But then Rose realises she’s been waiting for her period, waiting for months, and when it doesn’t come, she knows what it must mean. The pregnancy test confirms her suspicion. But she can’t be pregnant, it’ll ruin all her plans. She’s got year 12 exams to pass.

‘I have plans, too,’ Rose reiterated. ‘I have a future.’
And Liv said, ‘Not anymore.’

Thus begins the tale of one girl’s unplanned pregnancy and her descent into unhealthy denial, and a kind of madness.

 

A Small Madness is an engrossing book, and the reader will find themselves unable to look away, even as the circumstances contained within make them increasingly more and more uncomfortable.

Certain lines in this story are weird, intriguing, and poetic, but the majority is written in detached, emotionless third person, and jumps point of view characters paragraph by paragraph without any kind of break, at times giving the reader whiplash.

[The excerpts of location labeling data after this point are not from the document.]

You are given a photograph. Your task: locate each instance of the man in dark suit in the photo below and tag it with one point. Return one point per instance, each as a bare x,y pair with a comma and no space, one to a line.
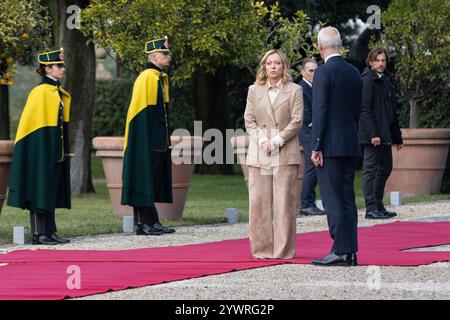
336,110
379,130
308,195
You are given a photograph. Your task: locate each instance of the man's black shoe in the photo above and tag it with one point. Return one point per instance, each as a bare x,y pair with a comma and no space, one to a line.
390,214
312,211
54,237
375,214
43,239
337,260
163,229
146,230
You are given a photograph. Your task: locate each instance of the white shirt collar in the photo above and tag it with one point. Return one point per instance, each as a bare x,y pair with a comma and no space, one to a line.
309,83
277,86
331,56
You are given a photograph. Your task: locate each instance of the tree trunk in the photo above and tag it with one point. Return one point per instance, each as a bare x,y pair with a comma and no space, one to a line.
211,107
4,112
79,81
414,111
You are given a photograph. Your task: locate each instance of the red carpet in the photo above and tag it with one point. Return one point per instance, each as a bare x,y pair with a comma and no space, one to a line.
41,274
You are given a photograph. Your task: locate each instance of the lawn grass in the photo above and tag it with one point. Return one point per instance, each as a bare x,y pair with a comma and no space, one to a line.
208,197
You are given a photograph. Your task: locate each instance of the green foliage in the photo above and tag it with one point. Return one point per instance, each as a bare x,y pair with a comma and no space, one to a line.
112,99
24,29
420,33
203,34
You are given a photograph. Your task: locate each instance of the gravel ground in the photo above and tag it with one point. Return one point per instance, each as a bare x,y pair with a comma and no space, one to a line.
287,281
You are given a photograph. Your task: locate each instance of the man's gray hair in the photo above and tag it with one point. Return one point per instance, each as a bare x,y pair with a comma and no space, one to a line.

In terms of originality of story and ability to look unflinchingly at the real world squickiness we often only hear about in passing, this story would be an eight or higher, but it’s the style of writing that brings the rating down for me. While it was easy to get lost in the story, chapter after chapter disappearing, changing point of view so often is something that doesn’t sit entirely well with this editor and avid reader.

 

This is a read that will take hold of you without your realising. It’s a read that will keep you up late into the night, and will have you rushing back to read “just one more chapter” on your lunch break, but it is certainly not a read for the faint of heart.